Po transformacji ustrojowej możni sponsorzy, mecenasi sportu w postaci hut czy kopalń, zniknęli z map regionu wałbrzyskiego. Używając terminologii górniczej, nastąpiło tam potężne tąpnięcie. I ono trwa właściwie do teraz. Co ciekawe, podokręg wałbrzyski jest większy nawet od wspomnianego Zagłębia Miedziowego. Ale jakościowo wygląda to już zupełnie inaczej. Choć zaznaczam, że doceniam pracę ludzi, którzy tam funkcjonują.

Możliwe, że moim następcą na stanowisku szefa DZPN będzie Łukasz Czajkowski, wywodzący się właśnie z podokręgu wałbrzyskiego. Ja wielokrotnie spotykałem się z burmistrzami czy prezydentami z tamtych stron. U prezydenta Wałbrzycha nie ma takiego ognia piłkarskiego, spogląda łaskawszym okiem raczej na inne dyscypliny sportu.

Koszykarze Górnika wrócili do ekstraklasy i radzą sobie bardzo solidnie.

Zgadza się. Cieżko będzie odbudować piłkę nożną na wysokim poziomie w Wałbrzychu z dnia na dzień. Jeśli jednak powstanie stadion, którego modernizacja ruszyła – a wierzę, że będzie zakończona sukcesem – to kto wie? Może to będzie bodziec, którego od lat w piłkarskim Wałbrzychu brakuje.

Gdyby mógł pan wybrać: piłka nożna profesjonalna a amatorska, to gdzie bliżej Andrzejowi Padewskiemu?

Amatorska, zdecydowanie.

Więcej serducha, mniej komercji?

To raz. Ale przede wszystkim ludzie. Na Dolnym Śląsku spotykałem i spotykam postaci, które właściwie od rana do wieczora żyją piłką nożną. Koszenie boiska, zawieszanie siatek, ktoś jest gospodarzem, trenerem, prezesem, wypłaca pieniądze piłkarzom, diety sędziom.

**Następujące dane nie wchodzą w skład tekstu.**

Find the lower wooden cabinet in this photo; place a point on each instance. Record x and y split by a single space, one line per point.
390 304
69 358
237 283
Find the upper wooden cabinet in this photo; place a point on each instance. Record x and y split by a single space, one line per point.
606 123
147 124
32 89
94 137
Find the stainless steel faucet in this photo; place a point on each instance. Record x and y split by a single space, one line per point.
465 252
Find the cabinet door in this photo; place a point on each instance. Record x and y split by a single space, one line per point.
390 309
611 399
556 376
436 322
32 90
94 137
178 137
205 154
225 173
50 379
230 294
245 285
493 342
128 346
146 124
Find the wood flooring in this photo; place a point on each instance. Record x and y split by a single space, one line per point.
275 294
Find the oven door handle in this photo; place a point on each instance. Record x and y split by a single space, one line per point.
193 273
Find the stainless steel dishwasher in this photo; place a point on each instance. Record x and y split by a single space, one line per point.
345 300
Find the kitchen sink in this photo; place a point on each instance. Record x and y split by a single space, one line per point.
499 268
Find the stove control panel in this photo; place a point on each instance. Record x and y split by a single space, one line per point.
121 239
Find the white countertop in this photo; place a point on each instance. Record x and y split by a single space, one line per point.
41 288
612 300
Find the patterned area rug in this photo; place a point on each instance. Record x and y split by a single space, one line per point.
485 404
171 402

Ludzie-instytucje bez których ta mała, amatorska piłka, po prostu by nie istniała.

To są pozytywni wariaci, którzy za piłkę daliby się pokroić. I to tylko po to, żeby w niedzielę przyszła garstka czy spora grupa kibiców i krzyczeli: Ej, wy nieudacznicy, nie potraficie grać, trzeba to zaorać i zasadzić w zamian buraki! (śmiech) Wielokrotnie słyszy się takie dogadywanie z trybun, ale to właśnie na fundamencie takich zapaleńców w klubach, stoi cały związek. Więc zdecydowanie bliżej mi do piłki amatorskiej.

Skoro tak, to po co panu hasło z „liczeniem szabel” i sygnał wysłany w Polskę, sugerujący start w wyborach na prezesa PZPN?

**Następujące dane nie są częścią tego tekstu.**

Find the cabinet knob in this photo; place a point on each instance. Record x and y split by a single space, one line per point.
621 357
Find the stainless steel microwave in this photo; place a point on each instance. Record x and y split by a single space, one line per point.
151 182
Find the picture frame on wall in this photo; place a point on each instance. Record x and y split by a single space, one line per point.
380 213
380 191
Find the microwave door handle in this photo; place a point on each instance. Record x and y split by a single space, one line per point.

Przez cztery lata jeździmy na zjazdy PZPN i w ogóle nie ma żadnej dyskusji. Czyli jak rozumiem, jest super w polskiej piłce? Przecież wiemy, że nie jest.

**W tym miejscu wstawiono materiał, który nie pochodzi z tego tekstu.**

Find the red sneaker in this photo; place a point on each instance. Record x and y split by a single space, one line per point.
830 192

Weźmy pierwsze z brzegu wydarzenia, dotyczące licencji dla klubów. Pojawiają się kłopoty z różnych względów, właściwie już od startu rozgrywek.

Kotwica Kołobrzeg, Lechia Gdańsk…

Brawo, pewnie z pięć-siedem takich klubów moglibyśmy obecnie wymienić.

Dlaczego tak się dzieje? Mamy przecież podobno poważną komisję licencyjną, która widzi prognozy finansowe na podstawie których wydaje później pozwolenie na grę w rozgrywkach. I co, nagle dzwoni pan do pana i mówi: Cześć, wiesz, to jest mój klub, to weź tam nie rób scen i daj mi licencję, żeby nie robić zamieszania. A my tam sobie jakoś poradzimy.

A później mamy efekty takich działań.

Nie byłoby żadnej dyskusji na ten temat, gdyby była konsekwencja. To jeden z elementów, którego brakuje w codzienności naszej piłki. Jeśli takie elementy by się pojawiły, to mogłoby postawić nasz futbol nieco wyżej. Można to zrobić. Spoglądając na wyniki reprezentacji młodzieżowych, czy to męskich czy żeńskich, widać, że mamy potencjał jako PZPN. Ale co dalej? I właśnie powinien znaleźć się ktoś taki, kto by powiedział, na którym etapie my robimy błąd.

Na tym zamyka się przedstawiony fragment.